Book Read Free

Across the Table

Page 3

by Linda Cardillo


  Maybe that was what Chaguaramas changed about me. I didn’t have those routines to fall into. Sometimes on my days off, especially toward the end when Al was working nonstop to finish the air base, I climbed by myself to the top of the plateau past the housing compound. From there I could see the Caribbean and forget myself in the endless vista of sea and sky. Close in, of course, were the battleships and tenders, an ominous reminder that we were at war. The harbor was as busy and congested as Boston. But if I looked up and off to the right, beyond the gray metal hulls and camouflage netting that disguised the glint of guns, I saw only open sea, and it opened up my heart.

  I wished the rest of the world could feel this, instead of bombing cities.

  There were other things I experienced at Chaguaramas. Imelda and her family, for instance. Her husband, Buddy, who played drums at a club in Port of Spain and delivered ice in his wooden wagon. Their daughters Jane and Margaret and their children, who ran around Imelda’s garden and climbed into her ample lap.

  I’d never been around black people before, had never seen them with their families. The first time Imelda offered me a cup of coffee, I have to admit I hesitated. A lot of the merchants in Port of Spain treated the navy people like invaders, intruders. But Imelda, up in her village—after her surprise at my sudden appearance the day I went looking for fresh vegetables—took an interest in me. Maybe I needed some mothering in those early months away from my family and she understood that. She didn’t pressure me that first time, when she offered and I made an excuse not to stay and sit with her. But then I felt foolish. What was I afraid of?

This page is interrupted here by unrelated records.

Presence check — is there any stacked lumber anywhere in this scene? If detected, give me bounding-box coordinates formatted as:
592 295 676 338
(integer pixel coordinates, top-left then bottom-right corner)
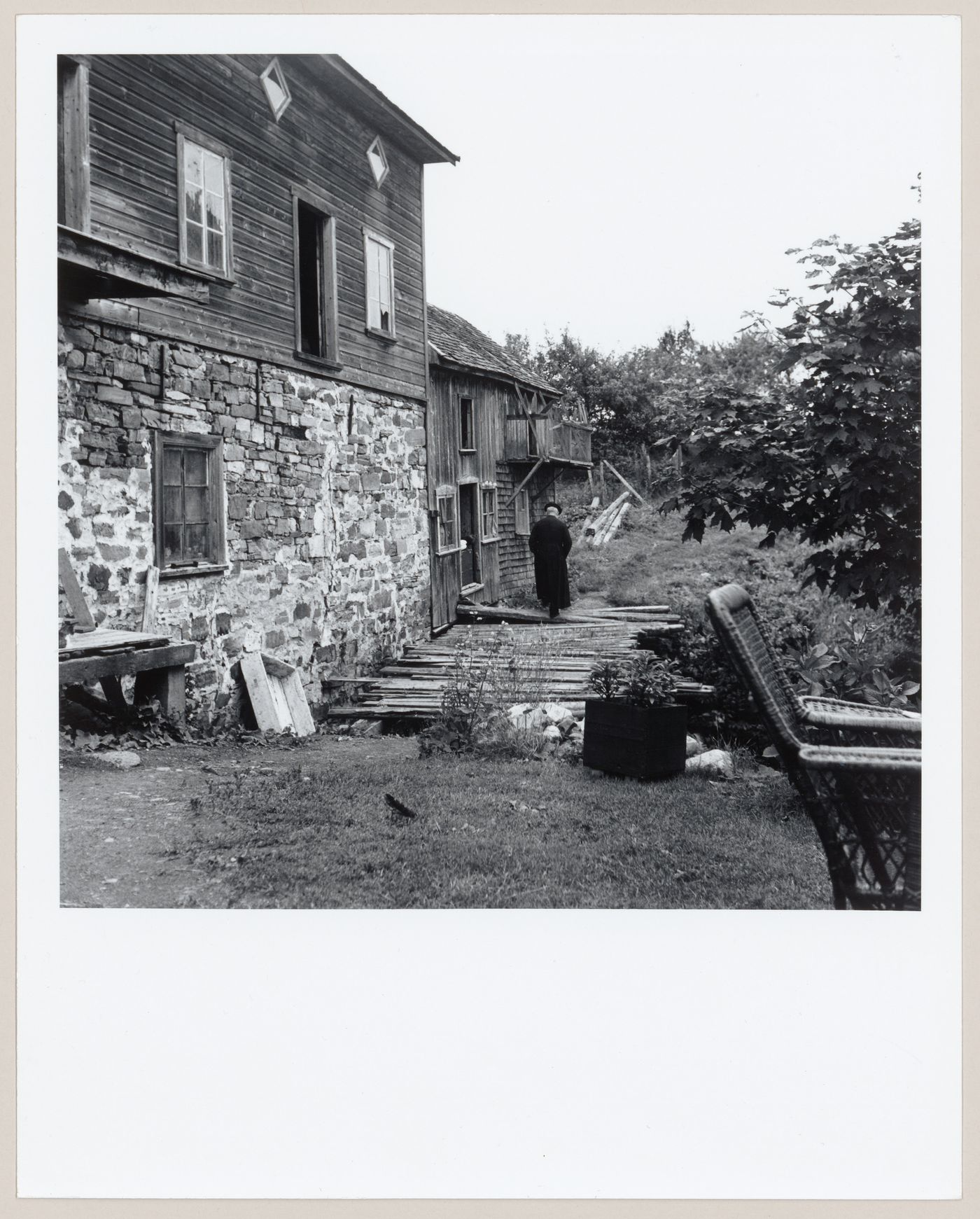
328 607 714 722
582 492 629 546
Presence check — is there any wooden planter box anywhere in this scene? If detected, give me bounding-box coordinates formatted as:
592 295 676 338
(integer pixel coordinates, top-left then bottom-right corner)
582 699 687 779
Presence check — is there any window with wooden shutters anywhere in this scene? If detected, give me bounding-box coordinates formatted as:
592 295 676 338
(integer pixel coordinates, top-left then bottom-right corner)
176 125 232 278
153 433 224 574
514 490 530 538
365 230 395 339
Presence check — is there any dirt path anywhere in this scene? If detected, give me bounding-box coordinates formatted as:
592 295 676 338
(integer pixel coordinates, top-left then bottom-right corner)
61 737 418 908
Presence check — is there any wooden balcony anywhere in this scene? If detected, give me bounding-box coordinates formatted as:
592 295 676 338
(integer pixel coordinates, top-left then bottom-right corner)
503 412 594 468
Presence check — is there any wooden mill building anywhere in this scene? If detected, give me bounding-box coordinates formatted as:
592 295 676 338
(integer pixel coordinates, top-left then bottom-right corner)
57 55 458 716
428 305 592 629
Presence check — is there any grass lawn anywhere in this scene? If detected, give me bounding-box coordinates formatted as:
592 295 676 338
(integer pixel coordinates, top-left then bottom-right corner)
569 503 807 606
178 739 832 910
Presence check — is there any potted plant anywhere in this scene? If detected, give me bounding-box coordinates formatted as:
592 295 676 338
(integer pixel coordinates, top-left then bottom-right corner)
582 652 687 779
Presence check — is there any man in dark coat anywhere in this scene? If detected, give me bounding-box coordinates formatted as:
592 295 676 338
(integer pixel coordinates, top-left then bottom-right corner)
528 501 572 618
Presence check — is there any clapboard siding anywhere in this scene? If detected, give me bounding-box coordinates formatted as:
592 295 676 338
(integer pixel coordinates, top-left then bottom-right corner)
90 55 426 398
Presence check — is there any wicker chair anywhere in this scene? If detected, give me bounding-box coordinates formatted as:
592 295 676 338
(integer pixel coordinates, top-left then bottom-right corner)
707 584 923 765
707 584 921 910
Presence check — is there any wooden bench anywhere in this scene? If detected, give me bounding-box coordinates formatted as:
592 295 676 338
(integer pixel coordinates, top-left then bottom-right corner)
59 629 196 719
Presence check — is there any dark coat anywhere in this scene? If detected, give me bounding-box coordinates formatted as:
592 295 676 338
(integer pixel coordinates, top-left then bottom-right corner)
528 517 572 618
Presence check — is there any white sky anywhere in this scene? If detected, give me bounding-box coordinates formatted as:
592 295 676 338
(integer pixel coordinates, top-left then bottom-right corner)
324 16 942 349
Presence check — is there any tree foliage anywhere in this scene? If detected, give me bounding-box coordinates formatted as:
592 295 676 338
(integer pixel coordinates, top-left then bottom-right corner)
662 222 921 612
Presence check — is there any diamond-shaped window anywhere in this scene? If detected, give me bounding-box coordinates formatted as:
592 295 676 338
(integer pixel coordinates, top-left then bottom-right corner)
258 60 293 123
368 135 388 186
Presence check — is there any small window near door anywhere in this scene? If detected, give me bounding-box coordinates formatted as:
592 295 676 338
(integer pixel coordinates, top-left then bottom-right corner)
153 433 224 572
480 487 497 541
436 492 459 555
365 230 395 339
514 490 530 538
459 398 477 452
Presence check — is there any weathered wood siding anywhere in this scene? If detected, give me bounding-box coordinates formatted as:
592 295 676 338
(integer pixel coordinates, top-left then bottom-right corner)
89 55 426 398
426 367 559 627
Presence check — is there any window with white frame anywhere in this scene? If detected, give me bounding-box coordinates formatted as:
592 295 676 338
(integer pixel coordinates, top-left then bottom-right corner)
514 489 530 538
480 487 497 541
258 59 293 123
459 398 477 451
176 130 232 277
367 135 388 186
365 230 395 339
436 492 459 553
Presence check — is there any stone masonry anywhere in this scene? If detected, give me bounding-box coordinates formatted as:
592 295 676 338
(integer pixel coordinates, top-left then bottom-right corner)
59 314 429 720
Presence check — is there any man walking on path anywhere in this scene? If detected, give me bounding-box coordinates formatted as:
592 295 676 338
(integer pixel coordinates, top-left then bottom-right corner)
528 501 572 618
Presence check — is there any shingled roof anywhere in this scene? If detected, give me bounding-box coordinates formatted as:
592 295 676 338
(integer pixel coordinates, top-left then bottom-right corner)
426 305 561 396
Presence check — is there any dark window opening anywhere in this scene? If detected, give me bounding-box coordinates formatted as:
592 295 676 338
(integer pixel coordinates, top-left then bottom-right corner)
459 482 480 587
296 201 327 357
459 398 477 449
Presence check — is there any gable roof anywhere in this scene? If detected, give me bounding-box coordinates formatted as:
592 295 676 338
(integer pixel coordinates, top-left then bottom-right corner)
426 305 561 398
306 55 459 165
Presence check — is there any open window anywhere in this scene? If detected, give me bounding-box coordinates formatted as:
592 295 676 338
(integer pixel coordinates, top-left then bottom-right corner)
480 484 500 541
176 123 232 279
514 487 530 538
436 489 459 555
293 189 340 365
153 433 224 576
459 482 480 592
365 229 395 339
459 398 477 452
57 56 90 233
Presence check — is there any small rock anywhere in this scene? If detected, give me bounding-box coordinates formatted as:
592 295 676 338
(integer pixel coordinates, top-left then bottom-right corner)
99 750 140 770
684 750 735 779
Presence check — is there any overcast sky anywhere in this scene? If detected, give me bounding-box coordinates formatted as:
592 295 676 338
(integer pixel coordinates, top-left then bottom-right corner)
329 16 951 349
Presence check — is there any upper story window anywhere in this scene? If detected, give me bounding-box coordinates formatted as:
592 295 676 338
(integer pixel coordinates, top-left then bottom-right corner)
176 125 232 278
368 135 388 186
459 398 477 451
514 489 530 538
258 60 293 123
365 229 395 339
293 186 340 365
57 57 89 233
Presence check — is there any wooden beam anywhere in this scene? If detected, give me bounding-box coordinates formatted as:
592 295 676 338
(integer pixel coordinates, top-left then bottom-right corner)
57 643 197 685
140 567 160 633
503 457 545 508
603 459 646 503
57 546 95 632
57 225 210 301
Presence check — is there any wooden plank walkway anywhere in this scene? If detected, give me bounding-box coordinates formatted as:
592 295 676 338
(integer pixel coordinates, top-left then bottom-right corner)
328 606 714 720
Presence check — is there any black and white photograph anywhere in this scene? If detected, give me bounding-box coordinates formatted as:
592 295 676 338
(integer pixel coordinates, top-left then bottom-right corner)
57 23 936 910
18 9 959 1197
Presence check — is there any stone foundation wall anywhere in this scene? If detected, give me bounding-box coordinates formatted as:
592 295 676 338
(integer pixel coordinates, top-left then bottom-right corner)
59 314 430 719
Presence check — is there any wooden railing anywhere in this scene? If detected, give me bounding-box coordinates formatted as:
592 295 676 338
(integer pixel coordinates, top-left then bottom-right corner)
505 415 592 466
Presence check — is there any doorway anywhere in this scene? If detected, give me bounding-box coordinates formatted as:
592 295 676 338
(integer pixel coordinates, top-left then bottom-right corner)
459 482 480 591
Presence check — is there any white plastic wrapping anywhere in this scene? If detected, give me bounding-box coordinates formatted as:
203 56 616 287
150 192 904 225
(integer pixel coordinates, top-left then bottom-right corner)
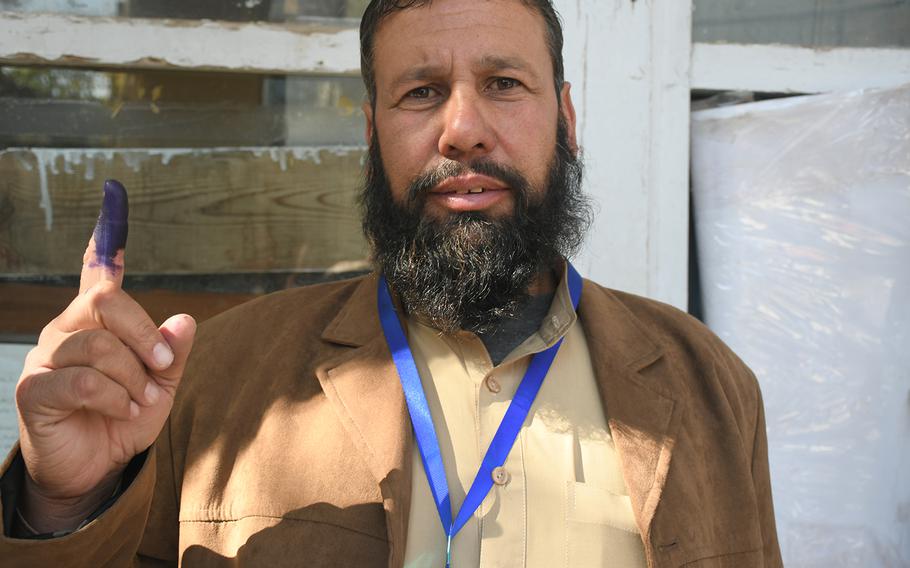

That someone would see and think I was doing something wrong? I usually don’t care what other people think. So the next time she asked, I said yes.

  Imelda’s coffee was strong and sweet, like Mama’s. Black coffee—espresso—was what Mama made for Papa after dinner. One demitasse with a shot of anisette and a twist of lemon peel is how he liked it. But in the afternoons, after she’d finished the laundry, the cleaning and the marketing and before she started dinner, Mama sat with her cup of “American coffee.” She learned how to use the grinder at the A&P and brought home a bag that took her a month to use up. Sometimes she sat with her sister and visited. But more often than not, she enjoyed her coffee alone, listening to the radio.

  At Imelda’s table I felt like I was in my mother’s kitchen. If I’d told anyone back home that, they would’ve thought I was crazy. Even the girls in the compound never went to the village.

  “Rose, honey,” Imelda would ask, “have you written to your mama lately? If Margaret or Jane and my grandbabies were so far away from me I don’t think I could stand it.” She fanned herself with an old catalog while she poured us both a cup.

  Mama never learned to read, but I wrote her a letter every week. My brother Jimmy read them to her. She sent me photographs each month holding up one of my letters.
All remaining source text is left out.